E’ ovvio che i Malacalza possano far saltare di nuovo il banco: stando a quanto ha riportato nelle ultime ore il Sole 24 Ore, la famiglia ligure non avrebbe apprezzato le modalità del piano di salvataggio pubblico-privato, che vede il Fondo interbancario come pivot e Cassa Centrale Banca nel ruolo di partner privato.

Le critiche, prosegue il quotidiano finanziario, riguarderebbero le condizioni – ritenute troppo favorevoli – offerte a Cassa Centrale, e di come, al contrario, alla famiglia ligure – che in questi anni ha investito più di 400 milioni di euro destinati a svalutarsi pesantemente – non siano state riservate condizioni analoghe nel quadro dell’aumento.

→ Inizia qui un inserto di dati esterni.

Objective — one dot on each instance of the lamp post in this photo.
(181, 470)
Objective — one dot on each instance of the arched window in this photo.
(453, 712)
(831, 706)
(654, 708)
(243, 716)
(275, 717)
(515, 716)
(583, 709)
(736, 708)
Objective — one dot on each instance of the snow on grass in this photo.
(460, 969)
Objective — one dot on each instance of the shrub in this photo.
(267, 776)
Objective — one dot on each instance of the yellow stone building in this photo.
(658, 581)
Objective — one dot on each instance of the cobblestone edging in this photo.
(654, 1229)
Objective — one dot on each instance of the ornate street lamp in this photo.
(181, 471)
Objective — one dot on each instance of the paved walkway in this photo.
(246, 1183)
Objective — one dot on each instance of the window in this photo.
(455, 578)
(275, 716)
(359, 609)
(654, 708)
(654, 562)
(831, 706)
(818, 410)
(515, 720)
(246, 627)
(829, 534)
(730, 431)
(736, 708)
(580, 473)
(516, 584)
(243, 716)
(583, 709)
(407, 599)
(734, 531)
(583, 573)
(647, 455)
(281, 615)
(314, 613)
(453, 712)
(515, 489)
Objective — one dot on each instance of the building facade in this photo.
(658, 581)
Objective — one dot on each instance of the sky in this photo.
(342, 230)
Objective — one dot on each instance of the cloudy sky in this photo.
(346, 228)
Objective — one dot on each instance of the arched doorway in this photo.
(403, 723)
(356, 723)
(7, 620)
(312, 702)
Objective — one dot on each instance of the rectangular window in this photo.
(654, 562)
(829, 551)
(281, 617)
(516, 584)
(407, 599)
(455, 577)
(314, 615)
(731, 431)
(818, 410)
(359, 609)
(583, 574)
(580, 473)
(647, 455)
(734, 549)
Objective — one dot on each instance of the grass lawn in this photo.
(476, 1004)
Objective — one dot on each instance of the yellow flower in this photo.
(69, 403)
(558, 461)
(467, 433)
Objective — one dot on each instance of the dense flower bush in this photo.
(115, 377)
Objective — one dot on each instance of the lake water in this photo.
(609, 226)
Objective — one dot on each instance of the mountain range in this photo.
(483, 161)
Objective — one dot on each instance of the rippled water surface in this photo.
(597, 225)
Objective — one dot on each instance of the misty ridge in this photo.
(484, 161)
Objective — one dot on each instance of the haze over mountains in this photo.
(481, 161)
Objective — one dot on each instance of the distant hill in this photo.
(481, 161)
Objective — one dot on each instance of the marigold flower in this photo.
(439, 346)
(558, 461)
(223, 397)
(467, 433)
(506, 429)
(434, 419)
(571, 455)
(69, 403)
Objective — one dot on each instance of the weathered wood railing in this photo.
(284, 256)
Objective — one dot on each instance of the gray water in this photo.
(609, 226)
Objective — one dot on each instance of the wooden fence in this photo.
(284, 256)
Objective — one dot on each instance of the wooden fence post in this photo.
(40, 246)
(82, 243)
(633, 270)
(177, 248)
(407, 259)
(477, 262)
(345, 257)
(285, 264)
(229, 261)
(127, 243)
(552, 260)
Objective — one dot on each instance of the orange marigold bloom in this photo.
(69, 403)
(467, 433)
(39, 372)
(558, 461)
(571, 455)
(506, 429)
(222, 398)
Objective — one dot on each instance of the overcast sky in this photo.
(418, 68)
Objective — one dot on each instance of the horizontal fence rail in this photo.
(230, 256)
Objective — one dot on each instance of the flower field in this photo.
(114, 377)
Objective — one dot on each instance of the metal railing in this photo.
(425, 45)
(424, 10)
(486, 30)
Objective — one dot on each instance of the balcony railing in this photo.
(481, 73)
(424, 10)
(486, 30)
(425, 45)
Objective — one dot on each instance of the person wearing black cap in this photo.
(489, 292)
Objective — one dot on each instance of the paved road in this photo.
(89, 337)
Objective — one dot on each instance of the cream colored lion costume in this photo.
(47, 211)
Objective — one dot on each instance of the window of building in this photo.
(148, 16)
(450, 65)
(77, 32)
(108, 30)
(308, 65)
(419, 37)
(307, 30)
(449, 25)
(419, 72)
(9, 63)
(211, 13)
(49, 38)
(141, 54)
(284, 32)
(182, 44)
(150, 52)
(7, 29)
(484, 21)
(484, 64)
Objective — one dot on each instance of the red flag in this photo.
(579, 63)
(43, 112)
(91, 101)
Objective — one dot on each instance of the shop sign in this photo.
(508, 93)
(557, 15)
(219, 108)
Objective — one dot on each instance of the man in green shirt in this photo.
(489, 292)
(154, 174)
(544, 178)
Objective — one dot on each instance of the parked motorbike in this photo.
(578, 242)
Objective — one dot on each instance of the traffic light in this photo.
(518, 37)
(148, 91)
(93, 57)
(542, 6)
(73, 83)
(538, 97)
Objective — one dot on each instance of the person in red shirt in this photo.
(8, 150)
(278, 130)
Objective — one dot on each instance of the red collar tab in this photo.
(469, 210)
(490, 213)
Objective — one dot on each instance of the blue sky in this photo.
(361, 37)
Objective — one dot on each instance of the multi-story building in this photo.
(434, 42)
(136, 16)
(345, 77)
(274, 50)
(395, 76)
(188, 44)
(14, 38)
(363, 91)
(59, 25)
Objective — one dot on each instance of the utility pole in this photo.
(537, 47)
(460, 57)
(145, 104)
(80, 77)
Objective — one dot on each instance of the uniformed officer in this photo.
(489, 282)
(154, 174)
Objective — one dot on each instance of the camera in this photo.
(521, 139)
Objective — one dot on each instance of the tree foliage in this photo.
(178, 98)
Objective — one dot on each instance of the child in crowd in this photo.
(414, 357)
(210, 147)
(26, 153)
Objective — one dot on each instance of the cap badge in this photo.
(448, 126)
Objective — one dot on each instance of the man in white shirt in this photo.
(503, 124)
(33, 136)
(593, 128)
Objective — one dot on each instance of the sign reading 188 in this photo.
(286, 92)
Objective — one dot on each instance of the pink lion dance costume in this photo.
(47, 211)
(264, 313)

Oggi un articolo di A&F riprende la questione, mettendo in evidenza come lo scenario che si sta delineando di fronte ai soci della banca non sia dei migliori. In particolare, “per i Malacalza, che in Carige hanno investito 425 milioni, il colpo sarebbe doloroso (del sì all’aumento di capitale): dovrebbero sborsare ulteriori 23 milioni per conservare una partecipazione di appena il 5,1%“. E “se si limitassero ad approvare l’aumento senza parteciparvi, risparmiando quei 23 milioni, la loro quota franerebbe addirittura al 2 per cento”.

Allo stesso tempo, in assenza di un via libera all’aumento di capitale del gruppo, si verrebbe a realizzare quanto detto da Gros-Pietro, ovvero il dissolvimento della banca, tramite risoluzione o liquidazione coatta amministrative: con il risultato di zavorrare il sistema bancario con costi da 9 miliardi di euro.